Son parcours. Après des études littéraires, elle choisit d’embrasser le théâtre. « Comédienne sera ma vie », pense-t-elle alors en jouant Molière et Shakespeare. Mais c’est pourtant le journalisme qui, pendant sept ans, la retient: elle collabore aux soirées Théma d’Arte sur des sujets comme « la fessée en Suède », « l’inceste » ou « la jupe ». « Je me suis fait une éducation humaniste, tout en chantant à côté. » Par exemple, Ma Boucherie amoureuse, « du cabaret hurlé, déclamé, inaudible ».

Ce qu’elle chante. Des ballades au piano lumineux éclairées par une voix de tête – famille Gall-Sanson-Berger. Mais ses gammes sages peuvent basculer sans prévenir vers le disco. Sagan lui inspire des chansons sur le manque d’amour ou l’amour inassouvi. « Rien n’égale Bonjour tristesse« , dit-elle. Son minitube s’intitule d’ailleurs L’Amour en solitaire. Barbara est un phare: « Il faut brûler comme elle le faisait pour chanter L’Accident (NDLR: son nouveau titre)« .

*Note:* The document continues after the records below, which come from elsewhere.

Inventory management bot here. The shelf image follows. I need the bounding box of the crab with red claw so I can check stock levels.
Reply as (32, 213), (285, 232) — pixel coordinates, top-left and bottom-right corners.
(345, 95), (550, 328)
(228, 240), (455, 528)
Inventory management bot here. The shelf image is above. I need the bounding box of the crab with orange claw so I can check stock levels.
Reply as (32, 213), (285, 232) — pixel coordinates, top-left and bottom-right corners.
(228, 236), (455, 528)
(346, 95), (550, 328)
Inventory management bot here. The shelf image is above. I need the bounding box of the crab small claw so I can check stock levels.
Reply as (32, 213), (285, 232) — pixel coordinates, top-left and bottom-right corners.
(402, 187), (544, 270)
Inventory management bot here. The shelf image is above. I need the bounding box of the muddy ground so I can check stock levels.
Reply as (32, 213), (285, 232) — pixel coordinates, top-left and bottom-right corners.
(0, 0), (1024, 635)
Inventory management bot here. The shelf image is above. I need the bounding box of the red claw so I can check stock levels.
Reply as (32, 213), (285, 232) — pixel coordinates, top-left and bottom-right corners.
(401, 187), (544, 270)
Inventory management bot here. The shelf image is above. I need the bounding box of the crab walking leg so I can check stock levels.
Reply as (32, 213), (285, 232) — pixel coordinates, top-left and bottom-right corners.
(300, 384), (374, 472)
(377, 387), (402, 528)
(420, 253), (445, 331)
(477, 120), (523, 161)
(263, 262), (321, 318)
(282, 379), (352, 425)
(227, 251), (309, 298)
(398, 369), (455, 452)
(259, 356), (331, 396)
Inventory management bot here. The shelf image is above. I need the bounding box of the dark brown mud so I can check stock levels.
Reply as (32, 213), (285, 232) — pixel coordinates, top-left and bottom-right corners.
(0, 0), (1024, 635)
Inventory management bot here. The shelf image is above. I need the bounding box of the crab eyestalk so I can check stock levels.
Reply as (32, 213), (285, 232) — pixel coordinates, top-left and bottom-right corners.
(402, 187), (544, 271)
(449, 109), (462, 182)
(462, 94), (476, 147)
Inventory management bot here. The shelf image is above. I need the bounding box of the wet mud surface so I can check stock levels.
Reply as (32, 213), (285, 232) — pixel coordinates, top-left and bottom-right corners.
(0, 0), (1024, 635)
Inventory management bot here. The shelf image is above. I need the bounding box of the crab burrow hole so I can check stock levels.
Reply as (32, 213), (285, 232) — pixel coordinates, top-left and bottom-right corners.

Pourquoi Le Vif/L’Express mise sur Juliette. Elle griffe ses dépressions amoureuses d’un humour iconoclaste. D’ailleurs, ses photos de presse, réalisées par le plasticien Théo Mercier, la montrent en ponette, les avant-bras velus.

  • Cavalier seule (Barclay). Sortie d’un album le 22 avril. Printemps de Bourges, le 22 avril.